Uma das mais importantes poetisas portuguesas da atualidade, Adília Lopes é o pseudónimo literário de Maria José da Silva Viana Fidalgo de Oliveira. Nasceu em Lisboa, em 1960 e frequentou a licenciatura em Física, na Universidade de Lisboa, que viria a abandonar por lhe ser detetada uma psicose esquizo-afetiva.

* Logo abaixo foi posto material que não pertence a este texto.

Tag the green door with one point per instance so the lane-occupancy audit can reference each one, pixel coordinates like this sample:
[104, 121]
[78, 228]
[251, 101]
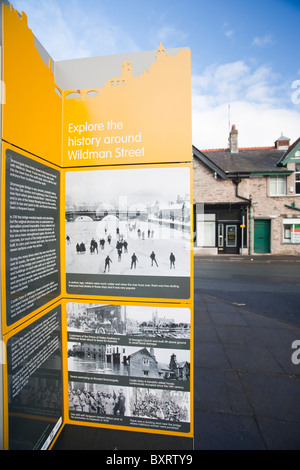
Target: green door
[262, 236]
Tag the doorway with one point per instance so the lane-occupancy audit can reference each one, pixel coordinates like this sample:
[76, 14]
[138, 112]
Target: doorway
[228, 242]
[262, 236]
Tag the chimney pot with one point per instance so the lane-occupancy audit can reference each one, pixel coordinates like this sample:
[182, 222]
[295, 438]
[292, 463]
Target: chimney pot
[233, 140]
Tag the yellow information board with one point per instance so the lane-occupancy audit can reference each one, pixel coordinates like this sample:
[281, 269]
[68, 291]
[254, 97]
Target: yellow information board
[144, 119]
[97, 248]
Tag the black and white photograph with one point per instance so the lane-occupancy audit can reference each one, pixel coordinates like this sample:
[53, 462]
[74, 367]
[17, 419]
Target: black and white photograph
[133, 320]
[160, 404]
[143, 362]
[132, 221]
[100, 400]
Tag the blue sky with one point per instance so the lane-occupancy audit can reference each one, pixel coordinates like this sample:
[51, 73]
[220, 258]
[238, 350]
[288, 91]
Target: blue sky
[245, 53]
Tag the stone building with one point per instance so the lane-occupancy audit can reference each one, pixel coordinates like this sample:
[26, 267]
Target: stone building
[247, 201]
[142, 363]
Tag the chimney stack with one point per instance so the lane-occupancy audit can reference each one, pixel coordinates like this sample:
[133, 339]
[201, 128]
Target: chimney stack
[233, 140]
[282, 143]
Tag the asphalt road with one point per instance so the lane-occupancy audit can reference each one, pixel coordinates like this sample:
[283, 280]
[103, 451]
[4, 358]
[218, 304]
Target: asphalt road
[269, 288]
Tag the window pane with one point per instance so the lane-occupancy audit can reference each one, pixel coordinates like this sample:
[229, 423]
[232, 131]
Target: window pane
[281, 185]
[273, 186]
[206, 234]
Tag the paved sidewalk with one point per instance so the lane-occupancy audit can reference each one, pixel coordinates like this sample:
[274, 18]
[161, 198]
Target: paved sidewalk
[247, 390]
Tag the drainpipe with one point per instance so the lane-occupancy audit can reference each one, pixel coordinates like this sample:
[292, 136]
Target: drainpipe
[237, 181]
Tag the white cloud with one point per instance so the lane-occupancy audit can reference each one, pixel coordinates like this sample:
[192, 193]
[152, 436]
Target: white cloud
[69, 31]
[254, 100]
[169, 35]
[263, 41]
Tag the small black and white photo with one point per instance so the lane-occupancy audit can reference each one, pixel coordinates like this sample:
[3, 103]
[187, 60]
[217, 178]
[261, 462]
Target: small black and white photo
[132, 320]
[158, 322]
[100, 400]
[96, 318]
[127, 361]
[133, 221]
[159, 404]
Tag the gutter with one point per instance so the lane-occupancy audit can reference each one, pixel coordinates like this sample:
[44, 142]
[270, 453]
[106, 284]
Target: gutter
[237, 181]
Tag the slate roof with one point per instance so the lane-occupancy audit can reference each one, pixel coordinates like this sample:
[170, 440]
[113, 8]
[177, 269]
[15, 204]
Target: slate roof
[245, 162]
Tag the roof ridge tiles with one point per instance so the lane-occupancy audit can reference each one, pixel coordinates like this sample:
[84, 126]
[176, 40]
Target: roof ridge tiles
[241, 148]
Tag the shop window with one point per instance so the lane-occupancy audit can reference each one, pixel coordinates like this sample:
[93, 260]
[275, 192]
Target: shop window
[206, 230]
[277, 186]
[297, 179]
[291, 232]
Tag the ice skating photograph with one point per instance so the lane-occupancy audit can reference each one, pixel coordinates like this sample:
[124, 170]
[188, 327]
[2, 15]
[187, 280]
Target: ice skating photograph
[133, 221]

Começa a publicar a sua poesia no Anuário de Poetas não Publicados da Assírio & Alvim, em 1984. Em 1983 começa também uma nova licenciatura, em Literatura e Linguística Portuguesa e Francesa, na Faculdade de Letras da Universidade de Lisboa. Pelo meio, antes de a terminar, publica o seu primeiro livro de poesia, Um Jogo Bastante Perigoso, em edição de autor (1985). Em 2000 publica Obra, a reunião da sua poesia e, em 2003, César a César, Caras Baratas (2004) – um dos nossos favoritos, Caderno (2007), Dobra (2009), Apanhar Ar (2010), Café e Caracol (2011), Andar a Pé (2013), e Manhã (2015) são alguns dos livros que se seguem.

“Escrever um poema
é como apanhar um peixe
com as mãos
nunca pesquei assim um peixe
mas posso falar assim
sei que nem tudo o que vem às mãos
é peixe
o peixe debate-se
tenta escapar-se
escapa-se
eu persisto
luto corpo a corpo
com o peixe
ou morremos os dois
ou nos salvamos os dois
tenho de estar atenta
tenho medo de não chegar ao fim
é uma questão de vida ou de morte
quando chego ao fim
descubro que precisei de apanhar o peixe
para me livrar do peixe
livro-me do peixe com o alívio
que não sei dizer.”

Um Jogo Bastante Perigoso (1985).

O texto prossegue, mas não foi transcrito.